Research

A latent space model for HLA compatibility networks in kidney transplantation

Abstract

Kidney transplantation is the preferred treatment for people suffering from end-stage renal disease. Successful kidney transplants still fail over time, known as graft failure; however, the time to graft failure, or graft survival time, can vary significantly between different recipients. A significant biological factor affecting graft survival times is the compatibility between the human leukocyte antigens (HLAs) of the donor and recipient. We propose to model HLA compatibility using a network, where the nodes denote different HLAs of the donor and recipient, and edge weights denote compatibilities of the HLAs, which can be positive or negative. The network is indirectly observed, as the edge weights are estimated from transplant outcomes rather than directly observed. We propose a latent space model for such indirectly-observed weighted and signed networks. We demonstrate that our latent space model can not only result in more accurate estimates of HLA compatibilities, but can also be incorporated into survival analysis models to improve accuracy for the downstream task of predicting graft survival times.

Contributions

Results

Prediction Accuracy

Baseline models:

Table 1: Evaluation metrics for HLA compatibility and graft survival time prediction. Our proposed LSM performs competitively on HLA compatibility prediction on all 3 loci and achieves the best C-index for graft survival time prediction. 

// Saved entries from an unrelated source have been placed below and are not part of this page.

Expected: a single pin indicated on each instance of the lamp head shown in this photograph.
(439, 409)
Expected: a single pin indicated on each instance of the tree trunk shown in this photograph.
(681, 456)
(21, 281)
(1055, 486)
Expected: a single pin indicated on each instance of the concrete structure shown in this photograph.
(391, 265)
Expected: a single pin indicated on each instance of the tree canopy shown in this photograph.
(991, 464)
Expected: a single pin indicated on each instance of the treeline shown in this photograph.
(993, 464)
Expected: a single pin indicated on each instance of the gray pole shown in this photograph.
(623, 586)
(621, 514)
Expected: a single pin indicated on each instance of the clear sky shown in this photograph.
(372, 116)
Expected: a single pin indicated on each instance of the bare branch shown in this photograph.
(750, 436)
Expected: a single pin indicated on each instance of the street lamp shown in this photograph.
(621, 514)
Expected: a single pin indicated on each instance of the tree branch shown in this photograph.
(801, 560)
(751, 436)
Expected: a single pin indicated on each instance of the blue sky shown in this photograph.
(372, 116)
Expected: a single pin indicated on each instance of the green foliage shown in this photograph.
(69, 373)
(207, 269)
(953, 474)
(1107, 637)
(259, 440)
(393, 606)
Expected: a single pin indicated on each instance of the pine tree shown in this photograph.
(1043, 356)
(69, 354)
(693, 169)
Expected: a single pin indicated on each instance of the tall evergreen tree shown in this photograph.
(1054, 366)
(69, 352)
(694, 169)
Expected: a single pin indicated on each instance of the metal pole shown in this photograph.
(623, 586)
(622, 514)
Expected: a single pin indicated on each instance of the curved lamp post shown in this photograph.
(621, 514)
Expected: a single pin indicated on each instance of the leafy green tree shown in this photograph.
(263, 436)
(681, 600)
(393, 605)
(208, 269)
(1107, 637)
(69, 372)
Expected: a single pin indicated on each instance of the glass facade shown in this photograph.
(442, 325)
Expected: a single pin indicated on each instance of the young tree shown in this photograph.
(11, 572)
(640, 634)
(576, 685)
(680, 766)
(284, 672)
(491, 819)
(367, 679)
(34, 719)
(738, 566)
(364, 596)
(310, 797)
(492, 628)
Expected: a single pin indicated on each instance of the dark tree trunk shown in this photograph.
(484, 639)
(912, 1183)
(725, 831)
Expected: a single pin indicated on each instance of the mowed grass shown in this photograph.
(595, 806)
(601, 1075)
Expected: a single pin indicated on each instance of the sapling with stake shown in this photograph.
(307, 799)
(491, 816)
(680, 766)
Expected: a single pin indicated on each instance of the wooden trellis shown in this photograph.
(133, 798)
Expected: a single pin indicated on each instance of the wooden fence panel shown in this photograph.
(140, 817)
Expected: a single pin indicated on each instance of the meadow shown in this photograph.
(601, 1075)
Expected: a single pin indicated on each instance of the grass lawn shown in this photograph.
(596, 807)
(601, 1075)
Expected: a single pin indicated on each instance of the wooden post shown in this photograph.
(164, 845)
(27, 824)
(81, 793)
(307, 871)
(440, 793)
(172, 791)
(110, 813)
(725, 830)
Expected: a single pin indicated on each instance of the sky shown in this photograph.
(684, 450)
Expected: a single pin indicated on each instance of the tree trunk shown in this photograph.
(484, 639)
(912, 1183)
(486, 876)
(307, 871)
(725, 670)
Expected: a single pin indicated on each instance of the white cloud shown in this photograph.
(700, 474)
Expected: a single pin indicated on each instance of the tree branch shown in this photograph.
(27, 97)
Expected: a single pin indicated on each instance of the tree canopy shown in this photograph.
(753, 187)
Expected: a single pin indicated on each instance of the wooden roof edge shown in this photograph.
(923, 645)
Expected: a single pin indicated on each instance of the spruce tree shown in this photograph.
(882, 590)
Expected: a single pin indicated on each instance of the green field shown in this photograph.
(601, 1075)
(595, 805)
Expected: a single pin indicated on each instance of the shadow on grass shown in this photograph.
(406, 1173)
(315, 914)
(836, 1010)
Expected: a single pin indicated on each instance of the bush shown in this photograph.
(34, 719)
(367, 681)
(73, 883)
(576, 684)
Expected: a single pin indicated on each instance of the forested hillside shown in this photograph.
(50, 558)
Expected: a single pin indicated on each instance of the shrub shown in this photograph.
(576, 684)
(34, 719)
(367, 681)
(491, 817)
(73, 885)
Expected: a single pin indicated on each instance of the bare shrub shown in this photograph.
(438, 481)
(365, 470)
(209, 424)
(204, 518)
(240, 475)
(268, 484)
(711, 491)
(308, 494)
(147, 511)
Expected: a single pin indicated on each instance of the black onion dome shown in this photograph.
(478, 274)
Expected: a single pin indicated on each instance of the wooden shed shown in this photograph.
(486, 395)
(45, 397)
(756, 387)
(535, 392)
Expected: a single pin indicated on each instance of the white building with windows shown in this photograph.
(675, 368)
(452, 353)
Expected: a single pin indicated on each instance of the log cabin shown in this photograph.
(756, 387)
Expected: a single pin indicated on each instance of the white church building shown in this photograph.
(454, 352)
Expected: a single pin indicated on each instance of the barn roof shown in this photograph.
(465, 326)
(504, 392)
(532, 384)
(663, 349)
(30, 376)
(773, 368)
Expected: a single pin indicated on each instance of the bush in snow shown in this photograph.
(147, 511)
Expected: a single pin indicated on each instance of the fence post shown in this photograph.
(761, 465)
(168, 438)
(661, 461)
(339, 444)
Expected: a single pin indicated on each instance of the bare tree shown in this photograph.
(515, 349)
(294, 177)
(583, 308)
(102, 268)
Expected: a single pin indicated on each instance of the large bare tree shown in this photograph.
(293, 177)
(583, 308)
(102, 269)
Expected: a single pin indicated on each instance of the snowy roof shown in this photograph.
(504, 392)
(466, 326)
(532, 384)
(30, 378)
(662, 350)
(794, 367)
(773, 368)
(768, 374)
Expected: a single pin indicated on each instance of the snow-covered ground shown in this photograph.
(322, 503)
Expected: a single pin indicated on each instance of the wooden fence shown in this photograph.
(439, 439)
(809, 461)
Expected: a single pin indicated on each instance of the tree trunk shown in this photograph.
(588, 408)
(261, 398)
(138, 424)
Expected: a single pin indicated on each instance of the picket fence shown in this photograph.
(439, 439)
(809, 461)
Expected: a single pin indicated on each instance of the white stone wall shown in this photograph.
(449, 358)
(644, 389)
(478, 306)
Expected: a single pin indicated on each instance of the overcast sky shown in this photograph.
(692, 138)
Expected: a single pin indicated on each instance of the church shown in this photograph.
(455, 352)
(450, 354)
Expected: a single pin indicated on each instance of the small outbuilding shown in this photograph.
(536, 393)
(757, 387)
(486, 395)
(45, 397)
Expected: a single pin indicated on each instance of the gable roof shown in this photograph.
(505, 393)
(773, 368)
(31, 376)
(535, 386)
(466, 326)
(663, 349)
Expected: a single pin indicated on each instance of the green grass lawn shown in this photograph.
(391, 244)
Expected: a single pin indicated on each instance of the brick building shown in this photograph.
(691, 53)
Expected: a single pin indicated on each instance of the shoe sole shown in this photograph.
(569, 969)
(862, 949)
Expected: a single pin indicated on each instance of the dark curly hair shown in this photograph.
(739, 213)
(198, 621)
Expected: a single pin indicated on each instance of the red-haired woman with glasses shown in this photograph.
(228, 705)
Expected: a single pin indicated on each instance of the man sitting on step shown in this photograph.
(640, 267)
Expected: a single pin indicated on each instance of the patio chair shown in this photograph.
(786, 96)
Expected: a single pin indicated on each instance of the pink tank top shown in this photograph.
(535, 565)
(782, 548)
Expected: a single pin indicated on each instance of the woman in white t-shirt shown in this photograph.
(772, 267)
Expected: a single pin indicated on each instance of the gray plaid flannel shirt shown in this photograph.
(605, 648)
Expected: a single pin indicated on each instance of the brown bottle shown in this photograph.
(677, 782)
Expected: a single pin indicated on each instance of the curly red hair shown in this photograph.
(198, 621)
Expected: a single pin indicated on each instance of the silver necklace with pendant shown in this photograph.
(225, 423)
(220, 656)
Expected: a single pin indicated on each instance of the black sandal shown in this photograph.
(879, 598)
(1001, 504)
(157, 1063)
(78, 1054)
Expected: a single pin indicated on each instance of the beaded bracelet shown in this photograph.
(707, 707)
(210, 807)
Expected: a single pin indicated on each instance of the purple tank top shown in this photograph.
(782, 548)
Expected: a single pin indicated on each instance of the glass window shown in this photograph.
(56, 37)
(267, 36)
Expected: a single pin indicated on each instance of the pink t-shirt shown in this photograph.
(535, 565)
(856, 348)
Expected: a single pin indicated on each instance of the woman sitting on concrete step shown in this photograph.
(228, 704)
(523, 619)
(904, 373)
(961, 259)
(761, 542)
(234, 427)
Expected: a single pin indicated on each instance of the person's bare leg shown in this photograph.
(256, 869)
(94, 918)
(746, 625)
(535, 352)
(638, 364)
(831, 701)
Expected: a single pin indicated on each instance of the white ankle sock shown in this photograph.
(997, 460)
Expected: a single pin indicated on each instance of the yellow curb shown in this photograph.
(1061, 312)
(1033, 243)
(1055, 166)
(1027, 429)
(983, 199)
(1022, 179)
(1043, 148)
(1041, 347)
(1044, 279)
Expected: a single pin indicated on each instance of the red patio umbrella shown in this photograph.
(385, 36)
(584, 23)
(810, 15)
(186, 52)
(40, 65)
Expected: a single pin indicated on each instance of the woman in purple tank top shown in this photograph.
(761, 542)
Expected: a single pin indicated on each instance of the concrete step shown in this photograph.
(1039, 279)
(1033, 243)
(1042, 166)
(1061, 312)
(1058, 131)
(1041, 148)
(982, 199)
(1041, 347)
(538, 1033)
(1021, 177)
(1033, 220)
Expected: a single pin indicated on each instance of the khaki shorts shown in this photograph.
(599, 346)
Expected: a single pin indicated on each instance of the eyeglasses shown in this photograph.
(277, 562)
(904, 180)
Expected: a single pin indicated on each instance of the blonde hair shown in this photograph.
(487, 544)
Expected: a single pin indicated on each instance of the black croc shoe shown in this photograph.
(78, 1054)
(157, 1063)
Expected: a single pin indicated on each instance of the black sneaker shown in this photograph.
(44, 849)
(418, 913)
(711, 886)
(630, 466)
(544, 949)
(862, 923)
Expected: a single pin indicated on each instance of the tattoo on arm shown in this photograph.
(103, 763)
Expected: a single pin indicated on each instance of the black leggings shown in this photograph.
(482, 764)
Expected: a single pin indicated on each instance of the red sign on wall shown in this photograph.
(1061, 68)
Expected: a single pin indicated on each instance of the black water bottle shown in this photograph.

From Table 1, note that the predicted weights using other models to refine the estimated compatibilities are more accurate for each of the 4 metrics and 3 loci compared to directly using the CoxPH coefficients. Among the refinement methods, the LSM and NMTF have similar prediction accuracy, and both significantly outperform PCA. While the NMTF is competitive to our LSM in prediction accuracy, the LSM can also provide useful interpretations through the latent space, as shown in figure 2

Looking at the C-indices, notice that our proposed latent space model improves the C-index by about 0.011 compared to directly using the CoxPH coefficients. The NMTF and PCA provide smaller improvements of 0.009 and 0.007, respectively. We note that an improvement of 0.011 in the C-index for graft survival prediction in kidney transplantation is a large improvement! For comparison, using the same dataset and inclusion criteria, Nemati et al. evaluated C-indices using 6 different HLA representations across 3 different survival prediction algorithms and found achieved a maximum improvement of 0.007. Similarly, using the same dataset but slightly different inclusion criteria, Luck et al. achieved a maximum improvement of 0.005. The appreciable improvement in Cindex demonstrates the utility of our latent space modeling approach not only for interpreting HLA compatibilities, but also for graft survival prediction

Fig. 1 End-to-end evaluation of HLA compatibility estimates using downstream task of survival prediction. The HLA compatibility estimates from the Cox PH model (red line) are compared against the updated estimates from the latent space model (blue line) for survival prediction accuracy.

Model-based Exploratory Analysis

From examining the latent positions in figure 2, we find that pairs of nodes with higher edge weights tend to appear closer together in the latent space and vice versa. For example, in the HLAA plot, donor A74 and recipient a29 have a high weight of 0.349 and tend to be placed close together in the 2-D plot. Conversely, donor A28 and recipient a33 have a low weight of −0.257 and are placed on opposite sides of the latent space. We draw cyan dashed lines indicating the top 3 highest weight pairs and magenta dashed lines indicating the top 3 lowest weight pairs in all three 2-D HLA latent space plots.

Fig. 2 The 2-D latent space plot for HLA networks for loci A. Red x: donor node; green circle: recipient node. The 3 highest and lowest edge weights are shown with dashed cyan and magenta lines, respectively. Donor-recipient pairs with the highest edge weights tend to be placed closer together in the latent space compared to those with the lowest edge weights.